Según testimonios y documentos que obran en poder de esta redacción, existen denuncias formales por delitos graves como despojo de propiedades, amenazas, e incluso —se rumora con fuerza— una carpeta por homicidio. De ser esto cierto, no estamos frente a una simple omisión institucional, sino ante una red de protección e intereses que impide que se ejerza la ley como debe ser: de forma imparcial, pronta y expedita.
Lo más grave no es solo el silencio de las autoridades, sino el patrón que parece repetirse cada vez que alguien intenta señalar a la familia Posada Coheto. ¿Por qué los procesos no avanzan? ¿Quién frena las investigaciones? ¿Acaso se teme a las represalias de quienes hoy parecen intocables?

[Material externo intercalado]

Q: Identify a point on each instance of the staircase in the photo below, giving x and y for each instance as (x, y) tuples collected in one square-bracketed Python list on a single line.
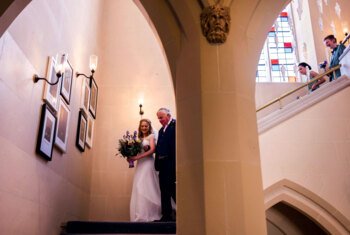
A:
[(91, 227), (273, 119)]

La Fiscalía tiene una deuda con las víctimas y con la ciudadanía. No se puede hablar de Estado de derecho mientras carpetas de investigación se apilan sin que nadie las toque. La impunidad no puede ser la norma.
¿Este manto de silencio tendrá otro fin? La sociedad exige respuestas, pero sobre todo, acciones. La ley debe aplicarse a todos por igual. Es momento de que las autoridades dejen de simular justicia y empiecen a impartirla.